José Cortazar Navarrete Mérida, Yuc. 12 de diciembre– Arqueólogos y ambientalistas han iniciado un monitoreo de las estructuras mayas en los principales sitios de Yucatán que registran cambios en las estructuras y basamentos por efectos de cambio climático. José Huchim Herrera, director de la zona arqueológica de Uxmal, señaló que, han presentado un proyecto al INAH para medir y cuantificar el impacto ambiental que reciben estos sitios ancestrales por los cambios climatológicos.
Huchim Herrera destacó que es evidente que, las estructuras, que muchas de ellas ya tienen más de mil años están siendo afectadas. Tras el paso de los huracanes, dijo, se presentaron desplomes parciales en Sayil, en la zona del palacio; en Chacmultún también un desplome parcial, en Uxmal también se presentó un asentamiento producto de las lluvias en un edificio, repuso.

El arqueólogo explicó que, han presentado una propuesta al Instituto Nacional de Antropología e Historia que implica el monitoreo de la temperatura de los edificios de Uxmal, Sayil y Labná, donde los meses de secas las estructuras alcanzan una alta concentración de calor y posteriormente con las lluvias se agrietan y fracturan por hongos y líquenes, expuso.
Los cambios drásticos del ambiente están afectando las estructuras milenarias mayas, expuso, estamos monitoreando las condiciones de este impacto y saber hasta cuándo se podrán sostener en píe muchas de estas estructuras, dijo.
El director de la zona arqueológica de Uxmal y la ruta Puuc, destacó que, el deterioro es evidente, la humedad, la vegetación, los efectos de lluvias y excesivas temperaturas están haciendo mella en los edificios y estructuras. La exposición de estas construcciones a lo largo del tiempo está registrando daños evidentes y es preciso saber y profundizar los alcances de este impacto, destacó.
Es momento saber si ya estamos en focos naranjas, la situación y el daño que tienen estos edificios mayas que han sido reconstruidos, muchos de ellos, con elementos originales, en el caso de la argamasa procesada por albañiles yucatecos, pero es evidente que el daño está causando una serie de afectaciones y es preciso anticiparse a estos problemas, con estudios profundos y que permitan atender el problema, señaló.
Se necesitan generar propuestas y anticiparse a estos problemas para mantener la conservación del patrimonio histórico, como es el caso de estas ciudades mayas que tienen en algunos casos hasta mil 200 años.
“Son de piedra, dirán algunos, han estado expuestas al clima siempre, pero es preciso establecer que, a lo largo del tiempo, han sufrido la exposición a estos fenómenos y los cambios están dañando las bases y construcciones y es preciso anticiparse y atender su conservación” recalcó.

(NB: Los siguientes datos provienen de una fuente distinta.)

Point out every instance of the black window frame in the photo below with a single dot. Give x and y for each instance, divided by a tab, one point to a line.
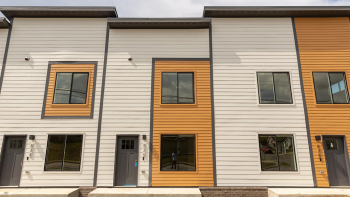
177	88
71	89
274	92
278	160
47	153
330	85
177	150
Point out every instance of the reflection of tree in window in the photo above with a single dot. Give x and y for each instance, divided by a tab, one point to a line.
277	153
185	152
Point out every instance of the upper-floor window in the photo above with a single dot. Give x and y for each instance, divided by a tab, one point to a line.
70	88
330	87
177	87
274	88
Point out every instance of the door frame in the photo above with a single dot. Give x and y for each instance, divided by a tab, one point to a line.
346	154
3	151
116	157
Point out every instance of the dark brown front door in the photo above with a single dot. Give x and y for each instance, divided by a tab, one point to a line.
336	161
127	161
12	160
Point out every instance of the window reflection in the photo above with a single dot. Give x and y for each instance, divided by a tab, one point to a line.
330	87
177	88
178	153
277	153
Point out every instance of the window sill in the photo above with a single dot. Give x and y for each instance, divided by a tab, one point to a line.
276	105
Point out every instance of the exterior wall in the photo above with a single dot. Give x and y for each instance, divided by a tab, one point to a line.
127	99
21	99
241	47
184	119
324	46
3	40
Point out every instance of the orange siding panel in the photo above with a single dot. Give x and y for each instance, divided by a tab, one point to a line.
184	119
324	45
69	109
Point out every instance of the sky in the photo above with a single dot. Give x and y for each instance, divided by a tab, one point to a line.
170	8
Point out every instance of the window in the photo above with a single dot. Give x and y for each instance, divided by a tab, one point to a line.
330	88
274	88
70	88
178	153
277	153
177	87
63	153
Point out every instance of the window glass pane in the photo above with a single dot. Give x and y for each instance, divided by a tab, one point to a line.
55	152
332	145
187	153
286	155
282	88
322	88
268	153
265	83
169	152
185	87
338	87
79	88
62	88
169	87
73	153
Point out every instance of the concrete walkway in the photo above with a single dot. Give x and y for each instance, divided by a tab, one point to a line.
149	192
40	192
308	192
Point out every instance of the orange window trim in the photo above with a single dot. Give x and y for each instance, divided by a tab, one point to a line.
69	109
324	47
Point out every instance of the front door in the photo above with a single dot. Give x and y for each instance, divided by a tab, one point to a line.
127	161
336	161
12	160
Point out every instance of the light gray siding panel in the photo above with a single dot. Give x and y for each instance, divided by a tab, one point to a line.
127	98
241	47
21	99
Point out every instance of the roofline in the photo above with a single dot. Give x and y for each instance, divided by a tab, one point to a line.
159	23
59	11
276	11
4	24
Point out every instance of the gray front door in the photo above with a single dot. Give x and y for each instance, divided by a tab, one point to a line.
12	160
127	161
336	161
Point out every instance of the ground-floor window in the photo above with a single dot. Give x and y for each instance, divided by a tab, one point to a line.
63	153
277	153
178	153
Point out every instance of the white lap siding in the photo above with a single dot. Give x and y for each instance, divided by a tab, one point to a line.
3	40
241	47
21	99
127	98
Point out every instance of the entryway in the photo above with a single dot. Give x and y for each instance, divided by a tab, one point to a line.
127	161
337	162
12	160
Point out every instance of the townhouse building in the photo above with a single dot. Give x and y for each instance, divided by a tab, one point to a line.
243	96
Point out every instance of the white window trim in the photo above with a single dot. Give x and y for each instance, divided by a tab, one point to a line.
81	158
291	88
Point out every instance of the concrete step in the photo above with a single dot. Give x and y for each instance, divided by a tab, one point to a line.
143	192
308	192
40	192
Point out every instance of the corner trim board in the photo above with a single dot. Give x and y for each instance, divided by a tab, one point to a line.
212	103
47	86
101	108
2	74
304	103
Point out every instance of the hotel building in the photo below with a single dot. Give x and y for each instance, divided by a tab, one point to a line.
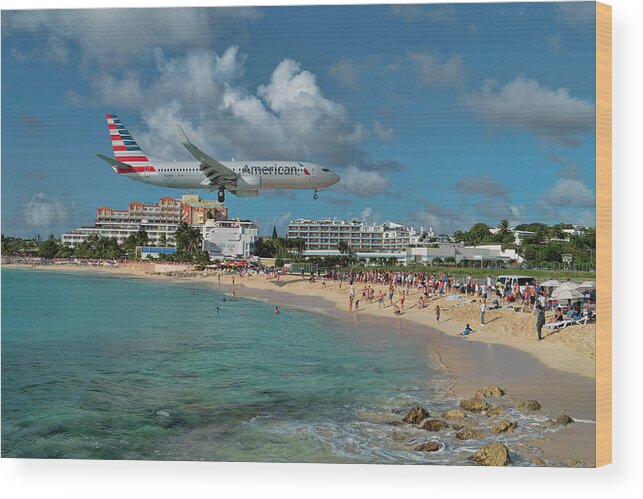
157	220
326	235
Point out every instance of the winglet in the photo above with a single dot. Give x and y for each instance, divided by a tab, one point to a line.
115	163
184	139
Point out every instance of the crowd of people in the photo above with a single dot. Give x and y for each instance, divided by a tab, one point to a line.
395	289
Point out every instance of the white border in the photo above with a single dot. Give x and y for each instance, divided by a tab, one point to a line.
98	479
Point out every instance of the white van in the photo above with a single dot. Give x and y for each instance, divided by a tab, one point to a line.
513	279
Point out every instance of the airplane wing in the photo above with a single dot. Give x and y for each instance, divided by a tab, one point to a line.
113	162
217	173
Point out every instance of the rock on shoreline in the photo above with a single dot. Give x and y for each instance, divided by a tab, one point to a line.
416	415
495	454
528	405
489	391
474	405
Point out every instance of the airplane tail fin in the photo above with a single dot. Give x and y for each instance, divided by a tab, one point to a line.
126	150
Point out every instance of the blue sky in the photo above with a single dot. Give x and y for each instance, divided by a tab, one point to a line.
441	115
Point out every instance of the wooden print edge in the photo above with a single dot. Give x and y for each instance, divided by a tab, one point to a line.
603	234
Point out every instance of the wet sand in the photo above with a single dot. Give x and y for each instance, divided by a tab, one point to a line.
474	364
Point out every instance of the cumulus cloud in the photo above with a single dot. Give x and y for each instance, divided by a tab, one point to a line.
362	183
553	115
113	37
484	186
41	213
570	193
571	169
430	70
287	118
496	209
443	220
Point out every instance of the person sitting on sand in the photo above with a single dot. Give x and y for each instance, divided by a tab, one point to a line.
467	331
558	316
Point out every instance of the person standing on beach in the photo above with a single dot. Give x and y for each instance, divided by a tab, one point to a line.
540	319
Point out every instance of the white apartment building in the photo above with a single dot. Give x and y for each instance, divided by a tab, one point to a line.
229	238
326	235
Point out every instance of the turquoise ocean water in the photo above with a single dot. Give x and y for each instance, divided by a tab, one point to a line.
105	367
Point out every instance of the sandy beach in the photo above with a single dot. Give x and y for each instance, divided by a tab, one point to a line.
557	371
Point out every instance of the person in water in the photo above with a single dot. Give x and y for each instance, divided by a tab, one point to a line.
467	331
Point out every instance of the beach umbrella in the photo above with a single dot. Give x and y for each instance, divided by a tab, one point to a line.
568	285
566	294
585	286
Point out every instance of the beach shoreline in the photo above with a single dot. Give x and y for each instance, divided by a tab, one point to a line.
556	375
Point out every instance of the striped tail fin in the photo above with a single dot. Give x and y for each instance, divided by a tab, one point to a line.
126	150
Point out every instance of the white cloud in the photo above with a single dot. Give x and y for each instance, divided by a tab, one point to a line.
43	214
362	182
287	118
522	103
483	185
114	37
443	220
570	193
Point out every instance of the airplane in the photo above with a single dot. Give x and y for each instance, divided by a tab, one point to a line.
242	178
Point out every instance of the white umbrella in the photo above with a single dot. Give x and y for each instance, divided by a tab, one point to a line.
569	285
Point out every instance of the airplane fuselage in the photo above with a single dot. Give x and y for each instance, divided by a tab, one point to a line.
253	175
242	178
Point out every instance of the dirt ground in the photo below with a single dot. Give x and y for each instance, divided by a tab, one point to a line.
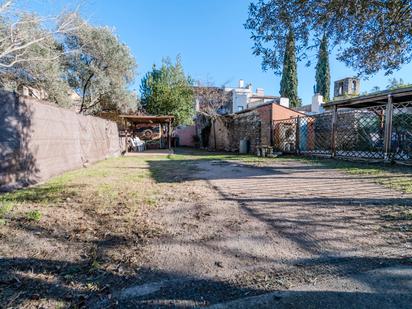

Incluso, detalló, el campamento que sirve para las tareas de protección del personal que trabaja en el mantenimiento de las zonas arqueológicas resultó con graves afectaciones por las lluvias, porque ya tiene más de 60 años y ahora estamos trabajando en darle mantenimiento, dijo.
Huchim Herrera enfatizó que se ha hecho una evaluación de los daños que se presentaron con las lluvias y se trabaja con las aseguradoras para compensar gastos y prever la recuperación de las intervenciones en los sitios arqueológicos afectados, pero, el trabajo de seguimiento sobre el cambio climático será a mediano y largo plazo para obtener un dictamen y trabajar incluso junto con otros especialistas para saber más de este proceso, sostuvo.
El cambio climático se está reflejando en la piedra caliza que son las bases con las construcciones, hay evidencia de fisuras en los edificios. Haremos un monitoreo de un año sobre toma de temperaturas en los edificios y de esta forma poder saber y tener registros del impacto del calor y la humedad en las construcciones y presentar una evaluación sobre estos datos, comentó el arqueólogo.